Computer liest Gedanken: Aktivitätsmuster des Gehirns lassen erkennen, was eine Person schmeckt

Forschungshighlight vom 30.03.2015

In Zusammenarbeit mit der Charité – Universitätsmedizin Berlin ist es der Nachwuchsgruppe Psychophysiologie der Nahrungswahrnehmung gelungen, anhand von neuronalen Aktivitätsmustern des menschlichen Gehirns vorherzusagen, ob eine Person etwas Süßes, Salziges, Saures oder Bitteres schmeckt. Wie die Forscher zudem beobachteten, erreichen die über die Zunge wahrgenommenen Geschmackssignale sehr viel schneller das Gehirn als ursprünglich angenommen. Sie zählen somit zu den ersten neuronalen Informationen, die zum Gesamtgeschmackseindruck beitragen, der auch durch andere Sinne, zum Beispiel den Geruchssinn, geprägt ist. Die Ergebnisse geben erstmals einen tiefen Einblick in den zeitlichen Ablauf der Geschmackssignalverarbeitung im Gehirn und zeigen, wie es die Signale der Grundgeschmacksarten verarbeitet.

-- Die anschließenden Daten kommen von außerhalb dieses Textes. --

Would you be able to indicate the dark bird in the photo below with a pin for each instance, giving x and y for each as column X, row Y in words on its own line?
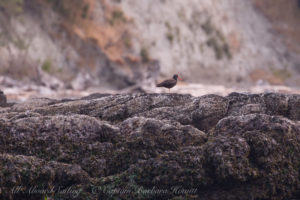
column 169, row 83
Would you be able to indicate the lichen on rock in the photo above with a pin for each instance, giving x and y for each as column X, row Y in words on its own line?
column 152, row 146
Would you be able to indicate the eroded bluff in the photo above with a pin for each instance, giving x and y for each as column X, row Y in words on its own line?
column 152, row 146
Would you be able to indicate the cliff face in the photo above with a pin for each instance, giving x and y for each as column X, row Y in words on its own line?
column 220, row 41
column 152, row 146
column 112, row 43
column 82, row 43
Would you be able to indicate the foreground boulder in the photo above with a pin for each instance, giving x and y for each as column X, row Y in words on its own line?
column 152, row 146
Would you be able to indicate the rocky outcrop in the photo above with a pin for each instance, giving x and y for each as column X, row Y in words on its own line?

Zukünftig wollen die Forscher untersuchen, inwieweit Aktivitätsmuster Aussagen darüber erlauben, wie appetitlich Probanden einen Geschmacksreiz finden.

Literatur: Crouzet, S. M., Busch, N. A., Ohla, K.: Taste quality decoding parallels taste sensations. Curr. Biol. 25, 890-896 (Open Access) (2015).